Distribution of Data Shapley Values

Example 4: Increasing the Sustainability of Recommendations via Data Pruning

Illoominate supports metrics to include a sustainability term that expresses the number of sustainable products in a given recommendation. SustainableMRR@t as 0.8·MRR@t + 0.2· st . This utility combines the MRR@t with the “sustainability coverage term” st , where s denotes the number of sustainable items among the t recommended items.

The function call remains the same, you only change the metric to SustainableMRR, SustainableNDCG or st (sustainability coverage term) and provide a list of items that are considered sustainable.

import illoominate
import matplotlib.pyplot as plt
import pandas as pd

train_df = pd.read_csv('data/rsc15_100k/processed/train.csv', sep='\t')
validation_df = pd.read_csv('data/rsc15_100k/processed/valid.csv', sep='\t')
# rsc15 items considered sustainable. (Randomly chosen for this dataset) 
sustainable_df = pd.read_csv('data/rsc15_100k/processed/sustainable.csv', sep='\t')

importance = illoominate.data_loo_values(
    train_df=train_df,
    validation_df=validation_df,
    model='vmis',
    metric='sustainablemrr@20',
    params={'m':500, 'k':100, 'seed': 42},
    sustainable_df=sustainable_df,
)

plt.hist(importance['score'], density=False, bins=100)
plt.title('Distribution of Data Leave-One-Out Values')
plt.yscale('log')
plt.ylabel('Frequency')
plt.xlabel('Data Leave-One-Out Values')
plt.savefig('data/rsc15_100k/processed/loo_responsiblemrr.png', dpi=300)
plt.show()

# Prune the training data
threshold = importance['score'].quantile(0.05)  # 5th percentile threshold
filtered_importance_values = importance[importance['score'] >= threshold]
train_df_pruned = train_df.merge(filtered_importance_values, on='session_id')

Distribution of Leave-One-Out Values using ResponsibleMRR metric

This demonstrates the pruned training dataset, where less impactful or irrelevant interactions have been removed to focus on high-quality data points for model training.

print(train_df_pruned)
	session_id	item_id	timestamp	score
0	3	214716935	1.396437e+09	0.000000
1	3	214832672	1.396438e+09	0.000000
2	7	214826835	1.396414e+09	-0.000003
3	7	214826715	1.396414e+09	-0.000003
4	11	214821275	1.396515e+09	0.000040
...	...	...	...	...
47933	31808	214820441	1.396508e+09	0.000000
47934	31812	214662819	1.396365e+09	-0.000002
47935	31812	214836765	1.396365e+09	-0.000002
47936	31812	214836073	1.396365e+09	-0.000002
47937	31812	214662819	1.396365e+09	-0.000002

Evaluating a Dataset Using the Python API

Illoominate allows you to train a kNN-based model and evaluate it directly using Python.
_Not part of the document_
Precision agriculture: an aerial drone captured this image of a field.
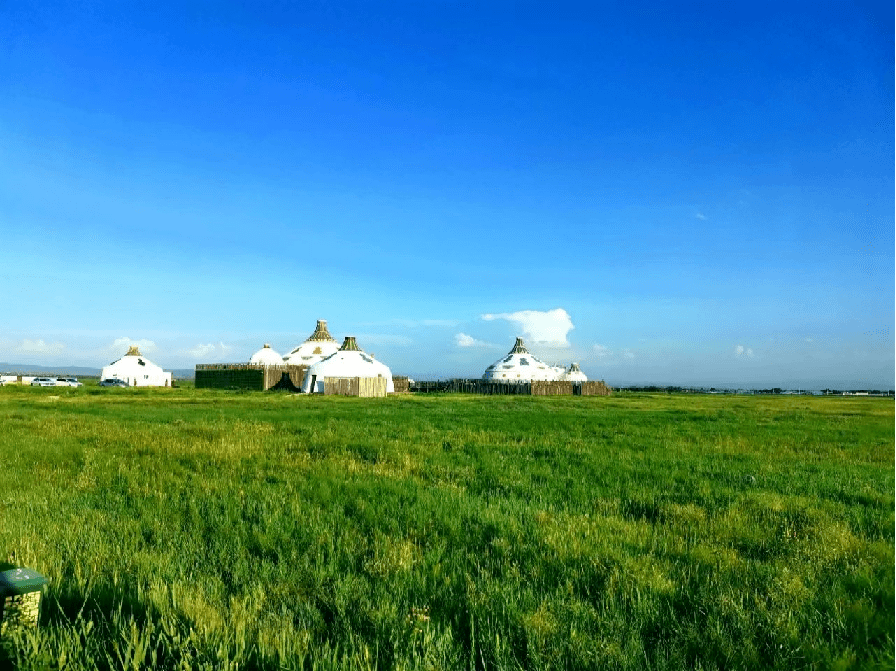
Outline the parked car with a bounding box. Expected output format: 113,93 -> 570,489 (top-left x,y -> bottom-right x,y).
98,378 -> 129,387
31,377 -> 57,387
56,377 -> 83,387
Example: Training & Evaluating VMIS-kNN on NowPlaying1M

import illoominate
import pandas as pd

# Load training and validation datasets
train_df = pd.read_csv("data/nowplaying1m/train.csv", sep="\t")
validation_df = pd.read_csv("data/nowplaying1m/valid.csv", sep="\t")

# Define model and evaluation parameters
model = 'vmis'
metric = 'mrr@20'
params = {
    'm': 500,      # session memory
    'k': 100,      # number of neighbors
    'seed': 42     # random seed
}

# Run training and evaluation
scores = illoominate.train_and_evaluate_for_sbr(
    train_df=train_df,
    validation_df=validation_df,
    model=model,
    metric=metric,
    params=params
)

print(f"Evaluation score ({metric}):", scores['score'][0])
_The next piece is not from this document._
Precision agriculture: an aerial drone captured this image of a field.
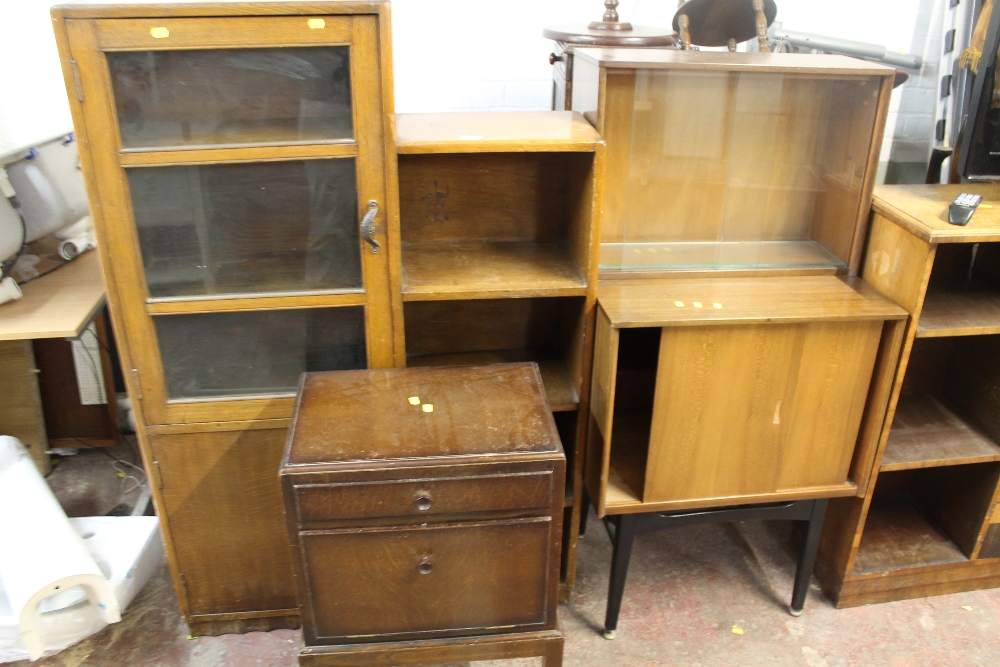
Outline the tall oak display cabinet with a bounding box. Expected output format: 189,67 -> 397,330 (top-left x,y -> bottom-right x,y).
52,1 -> 399,635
You can also evaluate against a separate test set if needed:

validation_scores = illoominate.train_and_evaluate_for_sbr(
    train_df=train_df,
    validation_df=val_df,
    model='vmis',
    metric='mrr@20',
    params=params
)

test_scores = illoominate.train_and_evaluate_for_sbr(
    train_df=train_df,
    validation_df=test_df,
    model='vmis',
    metric='mrr@20',
    params=params
)

Large Dataset Path

For large session-based datasets, you can avoid loading pandas DataFrames entirely and evaluate directly from delimited files:

import illoominate

scores = illoominate.train_and_evaluate_for_sbr_files(
    train_path="data/bol35m/bolcom-clicks-50m_train.txt",
    validation_path="data/bol35m/bolcom-clicks-50m_test.txt",
    metric="mrr@20",
    params={"m": 100, "k": 100, "seed": 42},
    sep="\t",
)

print(scores)

This path is intended for large datasets where the pandas to Polars conversion and Python-side indexing overhead would otherwise dominate memory use.

Supported Recommendation models and Metrics

model (str): Name of the model to use. Supported values:

vmis: Session-based recommendation VMIS-kNN.
tifu: Next-basket recommendation TIFU-kNN.
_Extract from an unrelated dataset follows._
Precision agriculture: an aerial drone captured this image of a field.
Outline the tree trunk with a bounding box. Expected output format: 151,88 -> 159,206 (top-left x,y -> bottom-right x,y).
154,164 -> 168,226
metric (str): Evaluation metric to calculate importance. Supported values:

mrr@20 Mean Reciprocal Rank
ndcg@20 Normalized Discounted Cumulative Gain
st@20 Sustainability coverage
hitrate@20 HitRate
f1@20 F1
precision@20 Precision
recall@20 Recall
sustainablemrr@20 Combines the MRR with a Sustainability coverage term
sustainablendcg@20 Combines the NDCG with a Sustainability coverage term

params (dict): Model specific parameters

sustainable_df (pd.DataFrame):

This argument is only mandatory for the sustainable related metrics st, sustainablemrr or sustainablendcg

The KMC-Shapley Algorithm

KMC-Shapley (K Monte Carlo Shapley) is a novel algorithm specifically designed for computing Data Shapley values in kNN-based recommendation systems. The algorithm's core innovation lies in recognizing that most data points in kNN-based models only influence predictions through their nearest-neighbor relationships, creating inherent sparsity in the importance computation.

Key Algorithmic Insights:

Sparsity Exploitation: The algorithm identifies that most data points only affect a small subset of predictions, avoiding unnecessary computations
Nearest-Neighbor Structure: Leverages the kNN model's structure to focus importance calculations on relevant neighbor relationships
Monte Carlo Optimization: Uses strategic sampling to estimate Shapley values while maintaining theoretical guarantees

This algorithmic approach enables scalable Data Shapley value computation on datasets with millions of interactions, making it practical for real-world recommendation systems.

Development Installation

To get started with developing Illoominate or conducting the experiments from the paper, follow these steps:

Requirements:

Rust >= 1.82
Python >= 3.10

Clone the repository:

git clone https://github.com/bkersbergen/illoominate.git
cd illoominate

Create the python wheel by:

pip install -r requirements.txt
maturin develop --release

The package runtime dependencies are declared in pyproject.toml, so pip install illoominate, pip install ., and maturin develop all install the Python libraries required at runtime. The requirements.txt file is only for development tooling such as notebooks and local release builds.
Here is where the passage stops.